Libertés en danger
Réduire les libertés de manifester
Libertés en danger…
Interdire au nom d'un jugement de valeur
Récemment, une polémique a opposé la première ministre au ministre de l'intérieur à propos d'une manifestation de l'extrême-droite radicale à Paris. Un demi-millier de néonazis ont arpenté le pavé de la capitale pour célébrer la disparition il y a vingt ans d'un de leurs militants qui s'était tué en fuyant la police. Le préfet de Paris avait autorisé la démonstration soulevant un tollé de l'opposition. Celle-ci avait fait remarquer qu'il y existait une contradiction entre interdire la moindre casserolade, le moindre rassemblement destiné à conspuer le président et un de ces ministres et autoriser une marche de fascistes. Le problème est le principe même de liberté requiert la neutralité. Si ces nazillons ne se répandent pas en mots d'ordre susceptibles de les mener devant les tribunaux, il n'y a pas à interdire leur rassemblement aussi odieux soit-il. Car si le ministre de l'Intérieur détient le droit divin de décider ce qui est bien ou ce qui ne l'est pas, demain, il mettra un veto sur toute action de l'opposition.
Un mouvement planétaire
Mais la raison pour laquelle on doit résister au désir bien humain de vouloir toujours plus de coercition est qu'aujourd'hui les démocraties se trouvent en grand danger. La pente autoritaire est très forte dans bien des pays devenus stratégiques avec l’émergence d’un monde multipolaire. C’est le cas de l’Inde du premier ministre Narendra Modi comme de la Turquie d'un Erdogan dont on se demande s'il accepterait d'être battu aux prochaines élections. Nous sommes aujourd'hui confrontés au retour de la guerre à nos portes, alors que nous pensions que l'Union européenne nous préservait à jamais d'un tel malheur. Nous ne pouvons que constater également la montée en puissance d’un populisme d’extrême droite en Suède, en Italie comme en France, où le Rassemblement national devient désormais une option plus que vraisemblable.

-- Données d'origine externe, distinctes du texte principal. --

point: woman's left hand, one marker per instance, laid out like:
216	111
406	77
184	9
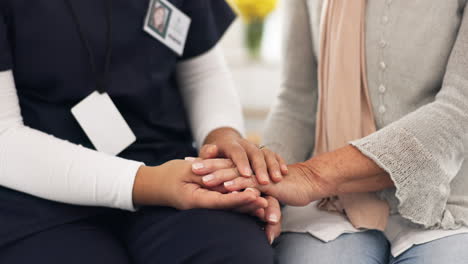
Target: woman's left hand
247	157
267	208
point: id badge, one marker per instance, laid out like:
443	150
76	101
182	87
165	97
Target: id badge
103	123
168	24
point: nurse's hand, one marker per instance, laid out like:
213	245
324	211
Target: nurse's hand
299	188
247	157
173	184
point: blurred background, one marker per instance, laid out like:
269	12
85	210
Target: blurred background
252	47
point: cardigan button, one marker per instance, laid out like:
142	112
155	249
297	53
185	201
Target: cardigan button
382	109
383	66
385	19
382	88
383	43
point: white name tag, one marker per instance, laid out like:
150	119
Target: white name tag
103	123
168	24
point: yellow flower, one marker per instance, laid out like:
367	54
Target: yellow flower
253	9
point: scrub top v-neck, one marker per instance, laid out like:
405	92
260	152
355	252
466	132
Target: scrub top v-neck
40	43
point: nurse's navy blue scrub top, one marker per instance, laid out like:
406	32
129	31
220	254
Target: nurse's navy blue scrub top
40	43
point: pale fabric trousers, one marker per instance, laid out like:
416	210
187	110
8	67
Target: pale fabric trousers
369	247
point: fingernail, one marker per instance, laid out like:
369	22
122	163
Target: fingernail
229	183
251	190
278	175
197	166
208	178
273	218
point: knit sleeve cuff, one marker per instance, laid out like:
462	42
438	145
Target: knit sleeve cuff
422	189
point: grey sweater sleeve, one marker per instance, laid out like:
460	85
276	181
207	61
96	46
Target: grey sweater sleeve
291	123
424	151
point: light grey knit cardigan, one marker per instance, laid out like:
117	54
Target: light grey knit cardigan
417	60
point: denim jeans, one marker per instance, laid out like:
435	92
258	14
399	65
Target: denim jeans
369	247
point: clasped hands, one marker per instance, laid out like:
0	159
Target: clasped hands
231	174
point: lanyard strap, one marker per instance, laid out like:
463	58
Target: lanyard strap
101	80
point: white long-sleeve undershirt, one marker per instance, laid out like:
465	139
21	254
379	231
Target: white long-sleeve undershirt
42	165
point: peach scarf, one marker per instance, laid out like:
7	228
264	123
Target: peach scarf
344	109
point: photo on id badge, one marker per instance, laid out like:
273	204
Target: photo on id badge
159	18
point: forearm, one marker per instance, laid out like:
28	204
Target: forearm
345	170
209	95
220	133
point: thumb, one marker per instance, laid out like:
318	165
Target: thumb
209	151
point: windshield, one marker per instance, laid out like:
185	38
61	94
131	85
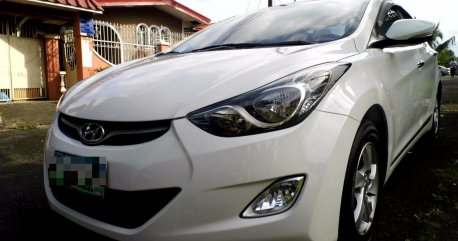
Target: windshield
309	22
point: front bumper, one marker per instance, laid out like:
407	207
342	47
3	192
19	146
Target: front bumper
219	177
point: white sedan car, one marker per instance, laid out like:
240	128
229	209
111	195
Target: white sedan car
280	124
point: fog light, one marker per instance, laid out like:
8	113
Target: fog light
278	198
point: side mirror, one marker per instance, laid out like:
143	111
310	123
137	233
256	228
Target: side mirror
406	29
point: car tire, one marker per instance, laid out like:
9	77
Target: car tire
362	186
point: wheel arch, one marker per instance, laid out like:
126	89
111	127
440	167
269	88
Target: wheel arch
376	114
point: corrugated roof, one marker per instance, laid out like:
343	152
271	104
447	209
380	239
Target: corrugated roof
85	4
178	8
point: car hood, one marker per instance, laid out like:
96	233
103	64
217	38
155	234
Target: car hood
171	86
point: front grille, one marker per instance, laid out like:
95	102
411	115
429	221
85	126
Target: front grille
116	133
126	209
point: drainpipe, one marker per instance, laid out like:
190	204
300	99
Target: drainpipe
19	26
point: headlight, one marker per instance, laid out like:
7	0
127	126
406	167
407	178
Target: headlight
278	105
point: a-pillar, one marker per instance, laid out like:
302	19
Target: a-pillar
83	50
162	47
52	66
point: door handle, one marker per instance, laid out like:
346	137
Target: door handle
420	63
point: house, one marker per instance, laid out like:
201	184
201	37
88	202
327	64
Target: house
47	46
30	61
129	30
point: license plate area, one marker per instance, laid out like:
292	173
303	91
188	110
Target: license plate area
87	175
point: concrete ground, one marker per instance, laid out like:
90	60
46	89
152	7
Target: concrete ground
420	202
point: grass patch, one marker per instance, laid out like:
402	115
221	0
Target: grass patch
437	221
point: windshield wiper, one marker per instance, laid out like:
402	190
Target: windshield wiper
166	53
249	45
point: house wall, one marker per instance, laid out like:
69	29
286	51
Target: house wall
136	15
22	67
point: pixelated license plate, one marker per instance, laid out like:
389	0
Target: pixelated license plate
84	174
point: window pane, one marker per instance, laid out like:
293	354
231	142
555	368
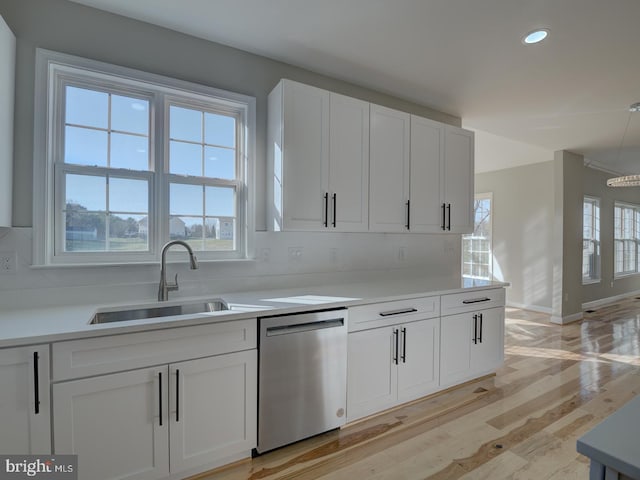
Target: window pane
85	147
185	159
185	124
220	163
126	233
129	151
128	195
185	199
84	231
130	114
220	201
220	130
87	107
87	192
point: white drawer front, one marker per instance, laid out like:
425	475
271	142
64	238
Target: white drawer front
471	301
392	313
96	356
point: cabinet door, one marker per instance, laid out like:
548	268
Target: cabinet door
458	179
389	169
418	370
488	354
349	164
305	153
372	372
426	188
24	376
456	340
116	424
213	410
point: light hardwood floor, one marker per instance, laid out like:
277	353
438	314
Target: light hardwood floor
556	384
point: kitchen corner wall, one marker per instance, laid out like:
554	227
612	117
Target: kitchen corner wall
71	28
283	260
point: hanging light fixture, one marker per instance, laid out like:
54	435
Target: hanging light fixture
627	180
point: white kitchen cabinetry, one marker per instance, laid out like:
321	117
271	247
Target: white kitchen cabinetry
392	364
472	342
24	401
389	170
7	100
441	186
166	421
319	156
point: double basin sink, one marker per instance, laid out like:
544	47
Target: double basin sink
159	311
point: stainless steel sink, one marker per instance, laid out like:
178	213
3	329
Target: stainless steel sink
156	311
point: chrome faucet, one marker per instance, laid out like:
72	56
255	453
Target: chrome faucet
165	287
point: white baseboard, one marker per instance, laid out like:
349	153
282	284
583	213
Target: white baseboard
604	301
533	308
568	319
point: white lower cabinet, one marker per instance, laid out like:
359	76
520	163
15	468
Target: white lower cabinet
24	401
472	344
391	365
161	422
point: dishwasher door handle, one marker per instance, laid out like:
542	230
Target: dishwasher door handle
304	327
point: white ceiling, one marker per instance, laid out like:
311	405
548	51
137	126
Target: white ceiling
464	57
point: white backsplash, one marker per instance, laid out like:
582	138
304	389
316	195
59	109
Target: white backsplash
281	260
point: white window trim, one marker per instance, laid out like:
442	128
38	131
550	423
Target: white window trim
483	196
585	280
627	273
49	66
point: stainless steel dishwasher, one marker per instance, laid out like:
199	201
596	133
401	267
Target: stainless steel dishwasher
302	376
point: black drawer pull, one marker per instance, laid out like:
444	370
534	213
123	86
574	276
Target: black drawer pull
476	300
400	311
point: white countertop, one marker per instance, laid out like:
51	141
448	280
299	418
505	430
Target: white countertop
47	324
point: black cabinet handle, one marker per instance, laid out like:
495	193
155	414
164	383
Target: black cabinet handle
177	395
400	311
36	382
408	214
395	352
326	209
475	329
160	396
335	195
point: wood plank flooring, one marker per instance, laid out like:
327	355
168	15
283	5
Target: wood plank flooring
557	383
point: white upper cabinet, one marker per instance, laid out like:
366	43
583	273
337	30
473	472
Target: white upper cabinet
7	96
458	179
441	177
342	164
348	209
319	155
389	170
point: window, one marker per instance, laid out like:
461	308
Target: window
591	240
477	258
626	237
132	160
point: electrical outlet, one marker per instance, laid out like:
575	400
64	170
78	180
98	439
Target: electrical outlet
295	254
7	263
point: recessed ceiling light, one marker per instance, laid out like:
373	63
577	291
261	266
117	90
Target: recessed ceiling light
535	37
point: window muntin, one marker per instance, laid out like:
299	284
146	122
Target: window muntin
626	238
591	240
477	257
109	192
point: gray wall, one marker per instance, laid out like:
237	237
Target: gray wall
78	30
523	213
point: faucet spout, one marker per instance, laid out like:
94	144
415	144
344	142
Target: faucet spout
165	287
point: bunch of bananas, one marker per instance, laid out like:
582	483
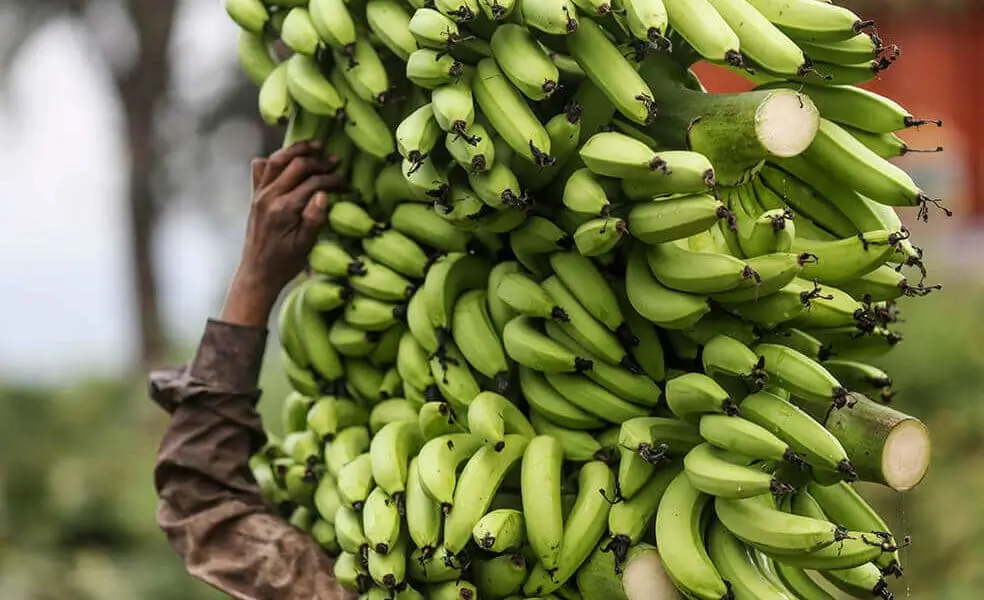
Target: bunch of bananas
581	329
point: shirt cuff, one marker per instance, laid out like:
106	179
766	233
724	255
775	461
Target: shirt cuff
229	357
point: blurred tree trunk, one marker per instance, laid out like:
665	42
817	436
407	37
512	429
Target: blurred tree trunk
142	89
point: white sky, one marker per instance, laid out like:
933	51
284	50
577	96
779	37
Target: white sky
64	295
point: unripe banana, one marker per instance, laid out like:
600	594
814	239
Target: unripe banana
429	69
611	72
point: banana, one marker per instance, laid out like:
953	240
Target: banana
859	107
611	72
334	24
348	445
637	388
578	446
661	305
473	150
868	173
585	282
423	514
351	575
453	377
363	124
381	521
553	17
313	334
500	531
479	480
629	519
389	22
447	279
430	69
251	15
355	481
492	417
735	564
501	576
712	471
802	376
592	398
420	223
679	535
390	569
845	506
586	523
438	462
812	21
454	106
757	521
275	102
329	415
509	114
367	77
548	402
255	59
696	394
583	327
348	531
762	41
542	470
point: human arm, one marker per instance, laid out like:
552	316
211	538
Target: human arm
210	507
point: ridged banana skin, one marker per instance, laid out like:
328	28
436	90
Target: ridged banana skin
251	15
585	525
594	399
810	21
333	22
541	478
475	488
367	130
582	326
543	398
661	305
389	21
605	65
255	59
760	40
524	61
711	472
758	522
438	462
699	23
733	561
274	100
381	521
679	536
509	114
553	17
424	515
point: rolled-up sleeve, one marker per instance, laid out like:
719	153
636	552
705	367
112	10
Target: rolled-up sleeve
210	508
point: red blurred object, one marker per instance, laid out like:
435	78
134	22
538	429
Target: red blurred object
940	74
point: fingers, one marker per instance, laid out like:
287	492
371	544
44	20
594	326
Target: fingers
280	159
257	167
297	172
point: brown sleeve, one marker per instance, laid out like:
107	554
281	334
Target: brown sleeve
210	507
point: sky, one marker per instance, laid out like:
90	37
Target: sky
64	287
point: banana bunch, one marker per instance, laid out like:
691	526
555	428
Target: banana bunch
579	329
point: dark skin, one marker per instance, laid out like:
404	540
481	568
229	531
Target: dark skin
290	195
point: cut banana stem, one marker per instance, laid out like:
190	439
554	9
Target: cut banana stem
886	446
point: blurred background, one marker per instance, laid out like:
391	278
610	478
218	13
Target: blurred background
127	130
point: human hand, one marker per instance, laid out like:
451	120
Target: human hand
290	194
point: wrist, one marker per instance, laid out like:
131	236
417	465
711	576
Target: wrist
249	300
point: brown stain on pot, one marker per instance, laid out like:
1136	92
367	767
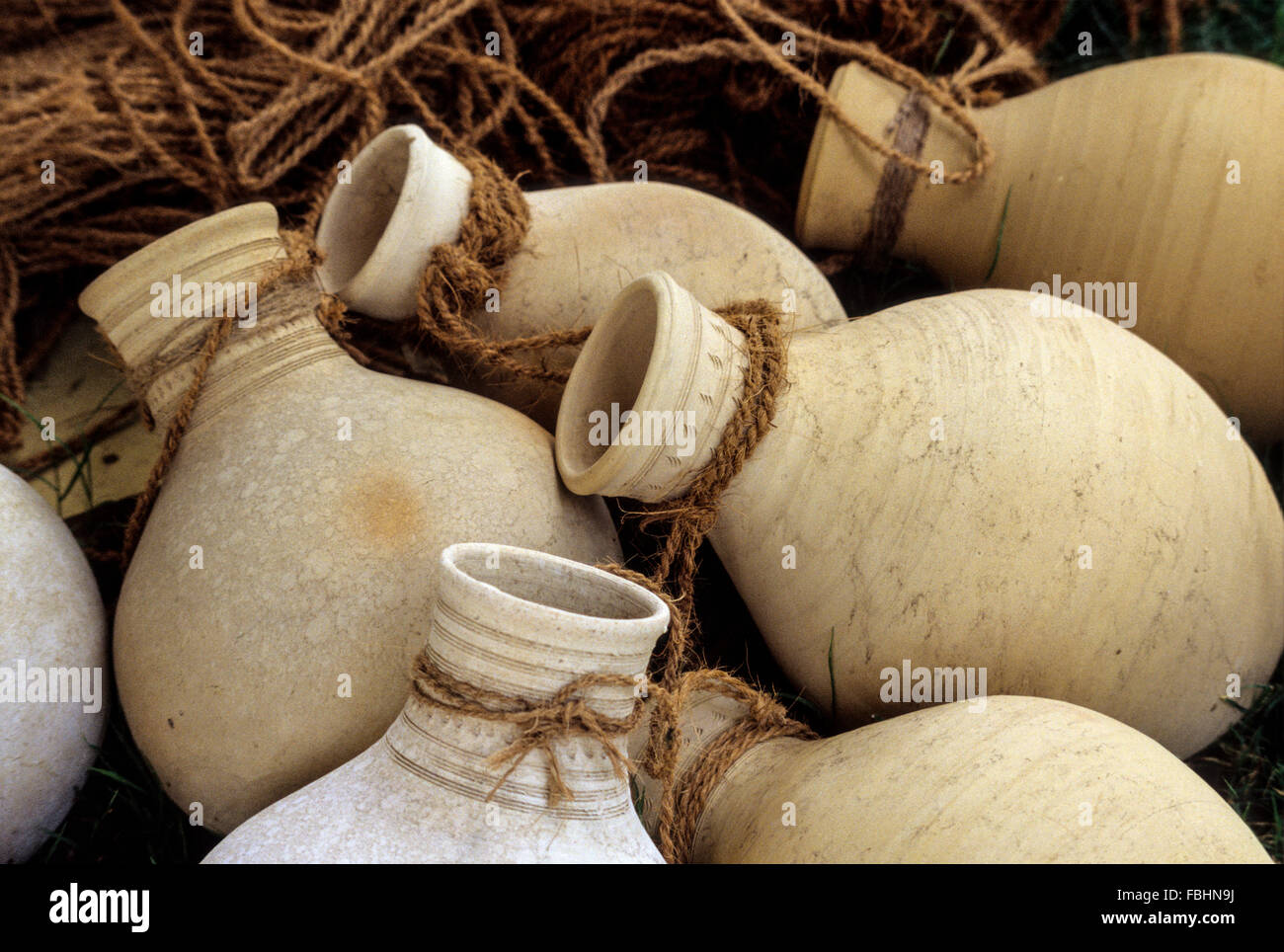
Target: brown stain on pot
384	510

C'est encore plus vrai dans l'Europe orientale où les anciennes républiques socialistes ont été remplacées dans bien des cas par des états où prédomine un populisme xénophobe et raciste. Pourtant, les échecs successifs des partisans du Brexit au Royaume-Uni ont démontré la vanité d'une tentative de reprendre le contrôle d’un destin national soi-disant libéré des contraintes bruxelloises. Il faudrait ajouter à ces exemples celui d'Israël aujourd'hui dominé par une coalition laico-religieuse d'extrême qui fait face à un monde arabe, palestinien compris, toujours plus esclave là aussi d'un totalitarisme religieux. Et comment ne pas parler du trumpisme américain, de la récente victoire au Chili des nostalgiques du général Pinochet… Bref les démocraties semblent être vouées à disparaître si on n'y prend pas garde.
Et en France…
Les pouvoirs ont toujours tendance à justifier leurs échecs par des causes exogènes à leur propre gestion :la crise mondiale, l'immigration, le terrorisme, la violence etc. Aujourd'hui, le ministre Darmanin qui n'hésite plus à contrer la première ministre, ambition présidentielle oblige, fait feu de tout bois : lois liberticides, nouvelles mesures de contrôle des citoyens, usage de la force de façon disproportionnée à l'encontre des manifestants. Mais plus graves, généralement ces mesures sont approuvées voire demandées par des citoyens angoissés par la montée des périls ou du moins par ce qu'en dit la presse qui, il faut le rappeler est en France entièrement la propriété de milliardaires. Je ne vais prendre qu'un exemple : celui de nos collectifs antimafia qui, au lieu d'avoir une réflexion globale sur l'évolution de la société, se focalisent sur leur unique centre d'intérêt et n'ont de cesse d'exiger un durcissement de la loi.
Peut-être de nouveaux moyens seront-ils nécessaires pour juguler la montée mafieuse. Mais isoler ce mal du fonctionnement plus général de la société, ne pas comprendre qu'il est intrinsèque au capitalisme, c'est jouer avec le feu et contribuer inconsciemment pour certains, moins pour d'autres, à la réduction de l'espace des libertés accordées au citoyen pour s'exprimer. Le passé nous a hélas démontré qu'une loi élaborée à la va-vite contre une attitude précise finissait toujours par se retourner contre la contestation populaire.
Réflexion ne signifie pas inaction mais simplement prudence.